Старик выдержал продолжительную паузу и начал рассказывать.
— Все это не наше, а гномье выделки. Смотришь на мечи, доспехи, кинжалы и щиты, так нет на них ни единой трещинки или бугорка. И все они словно братья близнецы. Возьмешь такой меч в руку и кинешь его в десяток других, а потом найти его не сможешь.
Юнец неверяще морщил лоб. Он никак не мог поверить, что можно перепутать свой меч с каким-то другим. Для него, не раз видевшего с каким почтением его отец относился к своему оружие, было дико такое слышать.
— И весят они одинаково, и закорючки на них одинаковые и цветов блестят не отличить, — дальше летописец чуть понизил голос. — Еще воины сказывают, что есть у них разрыв-камень, что, как в древних легендах, может превратить каменную глыбу в мелкое крошево. Другие же называют их драконьими яйцами. Только драконы, говорят они, могут заточить в свое яйцо первозданный огонь и такую силу.

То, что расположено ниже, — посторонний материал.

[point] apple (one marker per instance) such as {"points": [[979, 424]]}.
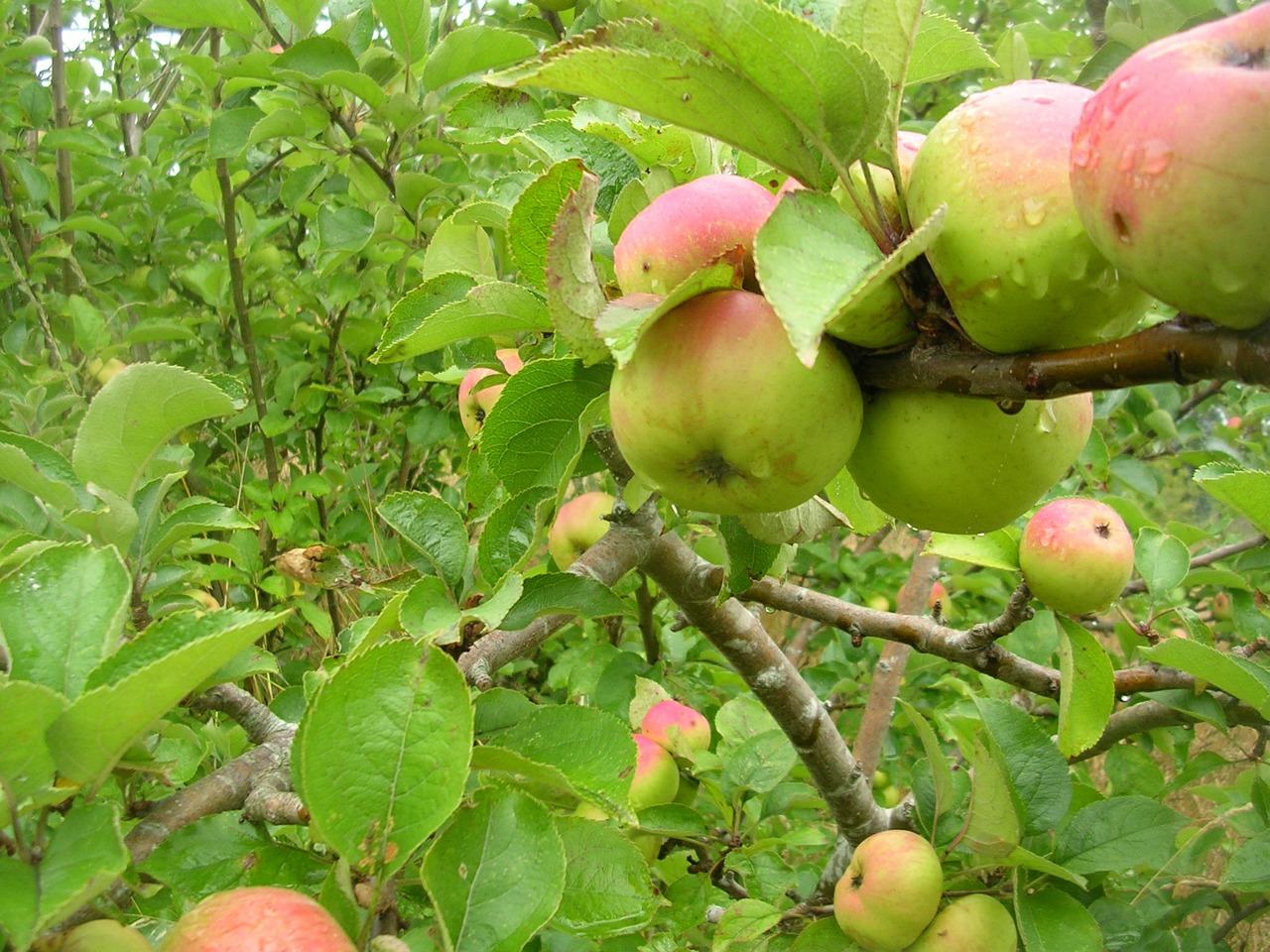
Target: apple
{"points": [[974, 923], [104, 936], [257, 919], [578, 526], [1169, 169], [474, 404], [1076, 555], [688, 227], [960, 463], [1014, 258], [671, 722], [716, 412], [657, 775], [889, 892]]}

Старик руками описал небольшой шар, показывая размеры этого драконьего яйца.
— Но главное другое… Кое-кто из выживших в сражении у Кордовы торгов, рассказывают, что у гномов, действительно, есть этот зверь. У них есть дракон! — буквально прошипел старик, заставляя мальчишку вздрогнуть от неожиданности. — Кожа его крепче самого крепкого гномьего железа, а огромные глаза горят ярким светом. Из своей пасти с сотнями огромных острых клыков он исторгает то ужасный рев, то пожирающий все на своем пути огонь… Говорят, король Роланд почти целую повозку золота отдал гномьему клану за помощь дракона в битве.
Бывшая провинция Керум Ольстерского королевства. В 20–22 лигах от Кордова. Старинный торговый тракт, ведущий к горам.

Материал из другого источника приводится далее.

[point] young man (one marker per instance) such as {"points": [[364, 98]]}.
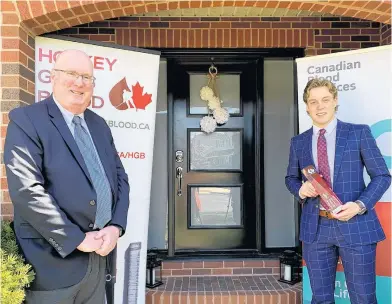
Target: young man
{"points": [[340, 151], [68, 187]]}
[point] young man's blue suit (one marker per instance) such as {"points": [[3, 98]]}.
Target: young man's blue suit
{"points": [[326, 239]]}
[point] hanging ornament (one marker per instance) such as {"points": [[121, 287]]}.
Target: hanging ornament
{"points": [[209, 93], [214, 103], [208, 124], [206, 93], [221, 115]]}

Длинная колонна бессмертных из отправленного по просьбе гномов шаморского корпуса месила грязь и снег, на старом тракте превратившиеся в мерзкое болото, лишавшее солдат последних сил. Тяжело бредущие легионеры кутались в бесформенные плащи из овечьей шерсти, делавшие их похожими на нахохлившихся ворон. Впечатление еще более усиливалось из-за не прекращавшегося бормотания комтуров первой линии, снова и снова пытавшихся заставить выбившихся из сил солдат идти быстрее.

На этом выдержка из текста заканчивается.